A successful artist’s work nearly always survives beyond the artist’s death—but how do you actively preserve, and perpetuate their ideas? Take pioneering rule breaker Robert Rauschenberg, whose artworks from the 1950s through to the early 2000s questioned the very meaning of art. Like the blank canvases he called his White Paintings (which were said to have inspired fellow Black Mountain College alumnus and close friend John Cage’s silent musical score, 4’33”), his collages made from Moroccan trash (the ones he didn’t sell he threw into a river), his stuffed goat or his blank piece of paper with the self-explanatory title Erased de Kooning Drawing (1953), an artwork said to have taken him one month and 40 erasers to complete.

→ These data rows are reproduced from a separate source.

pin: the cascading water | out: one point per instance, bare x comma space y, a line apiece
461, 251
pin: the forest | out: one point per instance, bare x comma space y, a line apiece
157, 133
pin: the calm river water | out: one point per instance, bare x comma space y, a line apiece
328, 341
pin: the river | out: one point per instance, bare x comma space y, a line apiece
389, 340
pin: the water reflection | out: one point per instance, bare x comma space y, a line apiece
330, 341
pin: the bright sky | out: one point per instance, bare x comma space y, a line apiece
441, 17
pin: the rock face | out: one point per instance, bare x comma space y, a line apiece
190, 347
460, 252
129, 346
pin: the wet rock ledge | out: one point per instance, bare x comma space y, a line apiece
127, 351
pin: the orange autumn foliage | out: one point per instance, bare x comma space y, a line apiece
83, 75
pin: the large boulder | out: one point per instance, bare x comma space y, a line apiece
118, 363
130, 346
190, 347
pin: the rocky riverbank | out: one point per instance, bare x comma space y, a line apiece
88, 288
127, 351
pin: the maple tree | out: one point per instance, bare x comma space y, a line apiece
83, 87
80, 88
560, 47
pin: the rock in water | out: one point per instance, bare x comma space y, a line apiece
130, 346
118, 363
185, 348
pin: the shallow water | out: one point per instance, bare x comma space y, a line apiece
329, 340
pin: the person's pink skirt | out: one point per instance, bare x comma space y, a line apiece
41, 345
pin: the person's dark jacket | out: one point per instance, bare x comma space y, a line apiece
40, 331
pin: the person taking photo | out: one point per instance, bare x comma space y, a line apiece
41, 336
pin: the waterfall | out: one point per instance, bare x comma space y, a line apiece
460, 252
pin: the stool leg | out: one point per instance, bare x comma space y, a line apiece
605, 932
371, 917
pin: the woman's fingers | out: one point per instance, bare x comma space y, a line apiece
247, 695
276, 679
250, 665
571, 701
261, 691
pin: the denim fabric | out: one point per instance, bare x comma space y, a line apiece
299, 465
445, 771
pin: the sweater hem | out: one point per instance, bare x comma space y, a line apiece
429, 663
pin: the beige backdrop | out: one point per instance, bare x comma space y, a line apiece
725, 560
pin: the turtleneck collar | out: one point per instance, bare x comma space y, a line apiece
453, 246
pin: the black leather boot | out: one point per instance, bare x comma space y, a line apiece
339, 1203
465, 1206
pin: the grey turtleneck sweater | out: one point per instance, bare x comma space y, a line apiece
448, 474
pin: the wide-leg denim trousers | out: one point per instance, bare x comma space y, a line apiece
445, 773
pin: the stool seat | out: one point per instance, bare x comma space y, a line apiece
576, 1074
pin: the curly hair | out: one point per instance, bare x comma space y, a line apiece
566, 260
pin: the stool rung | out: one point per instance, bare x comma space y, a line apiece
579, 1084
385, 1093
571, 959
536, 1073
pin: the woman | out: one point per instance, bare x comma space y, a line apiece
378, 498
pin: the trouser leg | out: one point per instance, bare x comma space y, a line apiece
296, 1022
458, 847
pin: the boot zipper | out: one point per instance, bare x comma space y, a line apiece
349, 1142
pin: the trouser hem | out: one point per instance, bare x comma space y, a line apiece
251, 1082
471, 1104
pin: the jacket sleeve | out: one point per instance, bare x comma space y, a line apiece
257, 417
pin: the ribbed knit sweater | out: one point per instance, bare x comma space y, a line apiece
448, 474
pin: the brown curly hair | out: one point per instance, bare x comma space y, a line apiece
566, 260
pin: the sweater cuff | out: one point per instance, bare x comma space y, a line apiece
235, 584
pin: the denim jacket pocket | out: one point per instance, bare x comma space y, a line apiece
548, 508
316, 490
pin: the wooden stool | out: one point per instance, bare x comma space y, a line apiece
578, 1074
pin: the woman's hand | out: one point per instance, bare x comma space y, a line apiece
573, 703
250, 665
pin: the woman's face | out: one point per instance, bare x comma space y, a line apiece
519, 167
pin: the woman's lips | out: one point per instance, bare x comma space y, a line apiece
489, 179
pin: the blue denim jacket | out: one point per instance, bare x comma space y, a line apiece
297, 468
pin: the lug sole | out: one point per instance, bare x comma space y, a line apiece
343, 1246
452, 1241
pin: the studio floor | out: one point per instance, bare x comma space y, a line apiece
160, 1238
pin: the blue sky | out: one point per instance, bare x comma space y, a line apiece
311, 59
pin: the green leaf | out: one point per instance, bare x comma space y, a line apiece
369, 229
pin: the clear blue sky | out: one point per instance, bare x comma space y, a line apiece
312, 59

When Rauschenberg died in 2008, leaving behind him a legacy that existed not just in museums but in people’s inspiration, the question was, how do you caretake a vision once the visionary is gone? How do you ensure that ideas live, breathe and continue to evolve?
The task was entrusted to a woman named Christy MacLear, who, as head of the Robert Rauschenberg Foundation, is dedicated to keeping not just the work but the ideals of Robert Rauschenberg alive. “What we do is defined singularly by the values that we have defined, and those values were defined by the people who were closest to Bob,” says MacLear. “So it’s not just that we give grants, it’s that we give grants to things that are fearless, that are creative problem-solving, that are global-minded and interested in peacekeeping across borders. We will fund projects that may fail because we are funding risk-seeking or catalytic types of moments in an artist’s career.”
The foundation provides a sanctuary where artists can push the boundaries of their own vision, à la Rauschenberg. Rauschenberg’s former home and studio on Captiva Island off the coast of Fort Myers, Florida, is now a 20-acre compound accepting 10 new artists every five weeks from varying geographies and disciplines. And the rest is up to them. “They get to come in, they get a house, they get a studio or a dance studio or a sound studio and they get to work on their artistic practice,” says MacLear. “We don’t expect anything to come out of it and we don’t ask them to give us anything in return. What we find is that most artists come in and with that degree of liberty, they actually expand their artistic disciplines. We find that with that open space for their creative practice, they interact and try something entirely new.”
Performance artist Laurie Anderson is an alumnus—as are many emerging artists. Some go on to become well known for their art, some don’t. While on Captiva, they are all rewarded equally, though. Rewarded for being risk takers and fulfilling the foundation’s goal of seeding new generations of rule breakers—artists after Rauschenberg’s own heart.